Jakarta, Indonara - PBNU menegaskan aliran dana kepada Center for Shared Civilizational Values (CSCV) sepenuhnya legal, sesuai nota kesepahaman resmi pelaksanaan Forum Religion of Twenty (R20).
"Aliran dana itu bukan transaksi tersembunyi, melainkan bagian dari pembiayaan operasional untuk menjalankan mandat R20," ujar Wakil Sekretaris Jenderal PBNU Najib Azca melalui keterangannya di Jakarta, Selasa (2/12/2025).
Najib tak terima ada narasi yang menyebut PBNU menyalurkan dana ke lembaga asing yang tidak kredibel.
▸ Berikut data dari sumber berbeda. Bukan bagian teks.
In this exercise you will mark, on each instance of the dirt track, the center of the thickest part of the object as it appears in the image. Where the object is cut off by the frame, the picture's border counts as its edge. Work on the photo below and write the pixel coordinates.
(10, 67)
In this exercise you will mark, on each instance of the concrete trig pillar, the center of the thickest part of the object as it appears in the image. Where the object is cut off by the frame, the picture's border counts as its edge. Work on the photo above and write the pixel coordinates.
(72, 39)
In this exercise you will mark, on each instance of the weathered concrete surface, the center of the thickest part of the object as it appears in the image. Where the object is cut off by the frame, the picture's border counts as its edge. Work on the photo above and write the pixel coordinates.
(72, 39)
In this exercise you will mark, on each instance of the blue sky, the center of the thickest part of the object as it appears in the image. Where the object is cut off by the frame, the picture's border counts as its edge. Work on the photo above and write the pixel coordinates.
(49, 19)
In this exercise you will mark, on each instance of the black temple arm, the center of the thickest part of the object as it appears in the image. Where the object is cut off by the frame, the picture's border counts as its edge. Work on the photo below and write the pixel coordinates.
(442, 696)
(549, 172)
Menurutnya, tudingan tersebut bertentangan dengan fakta yang tercantum dalam dokumen analisis resmi.
Ia menegaskan, seluruh aliran dana memiliki dasar hukum yang jelas dan disalurkan kepada mitra internasional yang terbukti produktif.
Dalam dokumen itu dijelaskan bahwa salah satu aspek penting yang kerap diabaikan pihak yang melontarkan tuduhan adalah keberadaan Memorandum of Understanding (MoU) antara PBNU dan CSCV.
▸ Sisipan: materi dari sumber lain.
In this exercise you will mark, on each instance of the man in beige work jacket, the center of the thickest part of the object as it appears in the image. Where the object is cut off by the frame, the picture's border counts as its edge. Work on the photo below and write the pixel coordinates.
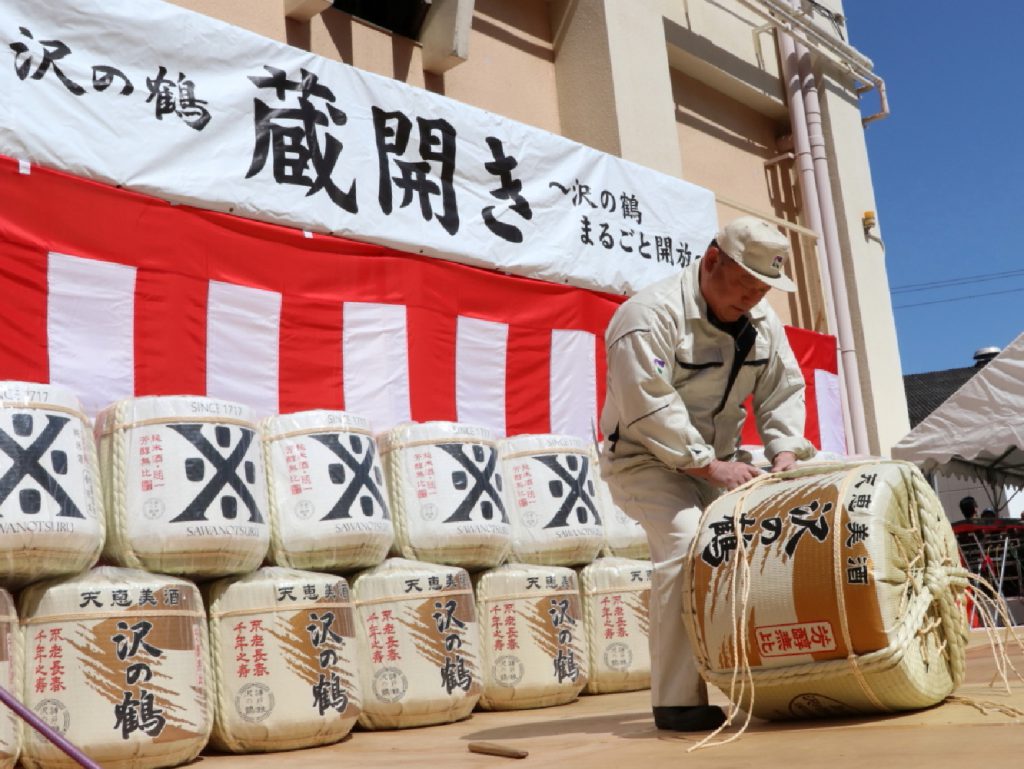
(683, 355)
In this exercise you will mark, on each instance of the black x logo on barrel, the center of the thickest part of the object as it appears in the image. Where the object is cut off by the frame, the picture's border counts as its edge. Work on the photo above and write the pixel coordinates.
(26, 464)
(577, 490)
(481, 483)
(361, 477)
(225, 474)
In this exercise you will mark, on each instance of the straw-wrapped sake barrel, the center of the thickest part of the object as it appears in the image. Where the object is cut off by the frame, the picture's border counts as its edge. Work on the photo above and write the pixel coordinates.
(184, 485)
(125, 675)
(624, 537)
(615, 595)
(328, 502)
(552, 500)
(284, 658)
(420, 644)
(535, 646)
(855, 592)
(11, 661)
(446, 492)
(51, 514)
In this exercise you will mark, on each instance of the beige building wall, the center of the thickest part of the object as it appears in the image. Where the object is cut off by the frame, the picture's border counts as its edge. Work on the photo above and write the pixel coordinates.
(687, 87)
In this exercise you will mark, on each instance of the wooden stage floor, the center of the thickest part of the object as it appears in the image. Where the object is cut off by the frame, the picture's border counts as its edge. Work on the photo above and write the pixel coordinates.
(616, 731)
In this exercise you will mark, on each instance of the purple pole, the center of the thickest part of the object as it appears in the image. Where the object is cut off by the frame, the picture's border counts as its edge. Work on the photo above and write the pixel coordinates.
(46, 730)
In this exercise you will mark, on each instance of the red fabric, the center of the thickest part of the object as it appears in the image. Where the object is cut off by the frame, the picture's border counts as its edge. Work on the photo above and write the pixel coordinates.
(177, 250)
(812, 350)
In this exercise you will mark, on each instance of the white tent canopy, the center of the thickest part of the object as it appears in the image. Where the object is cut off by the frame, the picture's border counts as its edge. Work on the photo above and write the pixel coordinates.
(981, 424)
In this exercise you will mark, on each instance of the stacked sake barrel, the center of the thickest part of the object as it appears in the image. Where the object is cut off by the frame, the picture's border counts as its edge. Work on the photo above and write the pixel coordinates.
(552, 499)
(117, 661)
(51, 515)
(285, 660)
(190, 488)
(184, 485)
(625, 538)
(855, 593)
(420, 640)
(448, 495)
(534, 642)
(615, 595)
(328, 503)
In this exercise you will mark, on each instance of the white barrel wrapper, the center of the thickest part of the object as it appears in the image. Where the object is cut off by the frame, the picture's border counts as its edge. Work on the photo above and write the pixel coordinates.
(552, 500)
(11, 661)
(446, 494)
(125, 675)
(616, 607)
(531, 631)
(329, 506)
(284, 658)
(420, 644)
(184, 485)
(51, 515)
(625, 538)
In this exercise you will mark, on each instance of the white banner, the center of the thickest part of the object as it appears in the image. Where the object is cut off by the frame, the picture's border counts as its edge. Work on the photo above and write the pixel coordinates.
(159, 99)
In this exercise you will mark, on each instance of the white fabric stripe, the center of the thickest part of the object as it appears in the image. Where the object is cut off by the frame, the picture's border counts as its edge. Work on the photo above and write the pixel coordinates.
(479, 373)
(243, 331)
(573, 383)
(90, 329)
(829, 412)
(375, 361)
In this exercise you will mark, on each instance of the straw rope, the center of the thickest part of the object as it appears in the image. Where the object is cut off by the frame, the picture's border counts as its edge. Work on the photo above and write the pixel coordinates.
(118, 488)
(279, 553)
(220, 730)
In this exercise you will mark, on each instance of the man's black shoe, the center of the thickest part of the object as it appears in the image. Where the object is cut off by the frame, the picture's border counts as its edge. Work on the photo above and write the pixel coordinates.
(689, 718)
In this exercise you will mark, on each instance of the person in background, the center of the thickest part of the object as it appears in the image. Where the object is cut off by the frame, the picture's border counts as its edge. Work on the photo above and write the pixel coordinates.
(683, 355)
(969, 509)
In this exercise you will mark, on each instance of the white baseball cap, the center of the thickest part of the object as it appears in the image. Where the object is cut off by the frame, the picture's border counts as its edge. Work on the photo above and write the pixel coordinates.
(759, 248)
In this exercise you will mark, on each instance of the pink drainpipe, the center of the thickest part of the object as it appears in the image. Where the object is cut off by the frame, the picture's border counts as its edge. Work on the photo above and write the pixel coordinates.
(805, 115)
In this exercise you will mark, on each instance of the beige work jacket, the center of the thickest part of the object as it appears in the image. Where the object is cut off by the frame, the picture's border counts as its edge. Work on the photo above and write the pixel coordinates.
(669, 399)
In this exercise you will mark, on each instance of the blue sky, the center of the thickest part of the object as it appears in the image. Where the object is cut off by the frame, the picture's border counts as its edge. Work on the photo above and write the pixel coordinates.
(948, 170)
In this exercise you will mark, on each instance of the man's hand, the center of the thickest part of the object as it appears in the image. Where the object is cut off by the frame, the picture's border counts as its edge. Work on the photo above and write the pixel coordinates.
(783, 461)
(727, 475)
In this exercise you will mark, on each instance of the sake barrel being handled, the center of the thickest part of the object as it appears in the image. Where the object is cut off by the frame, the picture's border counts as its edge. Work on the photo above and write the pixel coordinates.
(833, 590)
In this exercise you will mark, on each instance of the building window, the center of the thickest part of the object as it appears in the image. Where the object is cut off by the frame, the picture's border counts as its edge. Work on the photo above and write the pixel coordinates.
(400, 16)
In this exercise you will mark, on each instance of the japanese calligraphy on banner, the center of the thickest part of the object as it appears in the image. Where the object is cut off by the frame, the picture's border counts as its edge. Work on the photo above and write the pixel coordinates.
(114, 294)
(163, 100)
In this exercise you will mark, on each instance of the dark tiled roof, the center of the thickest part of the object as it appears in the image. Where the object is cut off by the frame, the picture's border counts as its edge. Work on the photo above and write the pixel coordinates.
(926, 392)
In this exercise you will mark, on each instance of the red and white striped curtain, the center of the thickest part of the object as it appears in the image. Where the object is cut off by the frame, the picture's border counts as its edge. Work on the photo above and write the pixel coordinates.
(116, 294)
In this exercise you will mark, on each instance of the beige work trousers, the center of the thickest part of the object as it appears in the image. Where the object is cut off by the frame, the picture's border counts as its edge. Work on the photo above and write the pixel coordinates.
(668, 505)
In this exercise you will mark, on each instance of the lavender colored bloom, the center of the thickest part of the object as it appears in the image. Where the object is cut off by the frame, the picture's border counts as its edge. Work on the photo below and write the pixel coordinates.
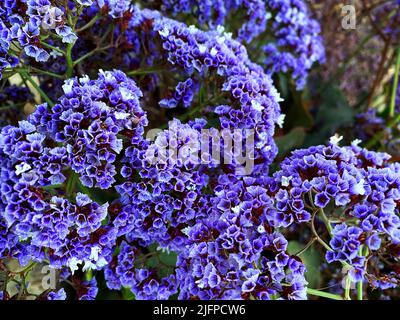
(57, 295)
(88, 119)
(361, 183)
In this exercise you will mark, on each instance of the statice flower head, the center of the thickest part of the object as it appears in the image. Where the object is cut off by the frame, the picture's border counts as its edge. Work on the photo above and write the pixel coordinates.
(128, 269)
(88, 120)
(234, 253)
(296, 44)
(24, 21)
(168, 195)
(13, 98)
(360, 184)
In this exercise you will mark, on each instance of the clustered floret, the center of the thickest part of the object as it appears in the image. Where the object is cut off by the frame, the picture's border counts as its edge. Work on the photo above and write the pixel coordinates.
(163, 196)
(362, 186)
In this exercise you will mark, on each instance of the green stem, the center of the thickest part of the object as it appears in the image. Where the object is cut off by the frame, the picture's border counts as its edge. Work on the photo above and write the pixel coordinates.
(145, 71)
(89, 54)
(51, 74)
(317, 237)
(380, 134)
(25, 75)
(89, 24)
(326, 220)
(49, 46)
(347, 288)
(70, 62)
(323, 294)
(395, 84)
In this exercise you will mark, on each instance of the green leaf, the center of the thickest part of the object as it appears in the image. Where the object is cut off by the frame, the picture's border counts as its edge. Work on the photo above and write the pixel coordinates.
(311, 259)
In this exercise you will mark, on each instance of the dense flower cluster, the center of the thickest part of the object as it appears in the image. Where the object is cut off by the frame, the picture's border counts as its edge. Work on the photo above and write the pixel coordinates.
(12, 101)
(23, 21)
(90, 187)
(87, 121)
(359, 182)
(129, 270)
(234, 253)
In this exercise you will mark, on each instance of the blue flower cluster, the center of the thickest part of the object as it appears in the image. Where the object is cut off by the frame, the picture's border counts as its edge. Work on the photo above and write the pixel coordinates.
(297, 42)
(365, 188)
(80, 133)
(169, 194)
(234, 253)
(21, 24)
(88, 120)
(128, 269)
MoU yang ditandatangani pada 20 Mei 2022 tersebut menunjuk CSCV sebagai Sekretariat Permanen G20 Religion Forum (R20). Penunjukan ini mencakup kerja-kerja operasional, mulai dari perencanaan hingga pelaksanaan agenda internasional.
Najib menekankan, aliran dana yang mengalir kepada CSCV merupakan konsekuensi langsung dari hubungan kerja sama resmi yang telah disepakati.
"CSCV, sebagai mitra yang ditunjuk, bertanggung jawab mengoordinasikan kerja-kerja strategis forum tersebut (R20), termasuk diplomasi global, produksi konten, dan hubungan antarperadaban," ujarnya.
Najib juga membantah anggapan yang menyebut CSCV sebagai lembaga “abal-abal”. Ia menyoroti rekam jejak lembaga itu selama empat tahun terakhir yang dinilai kuat dan terdokumentasi. Sejak Juli 2021 hingga November 2025, CSCV disebut menghasilkan lebih dari 64 output konkret.
Output tersebut, lanjutnya, mencakup enam konferensi internasional, lima publikasi buku dan prosiding, tiga film dokumenter, sejumlah situs web resmi, delapan kelompok kerja lintas negara, hingga liputan dari media internasional seperti The Wall Street Journal dan The Economist.
Produktivitas CSCV juga tercermin dari kemitraan strategis yang berhasil dibangun. Sejumlah universitas ternama, mulai dari Princeton University, Sciences Po, hingga Boston University, telah terlibat dalam kolaborasi bersama PBNU.
Selain itu, lembaga dan tokoh global seperti Centrist Democrat International (CDI), Muslim World League, hingga para pemimpin gereja internasional turut memberikan dukungan dalam berbagai program kolaboratif.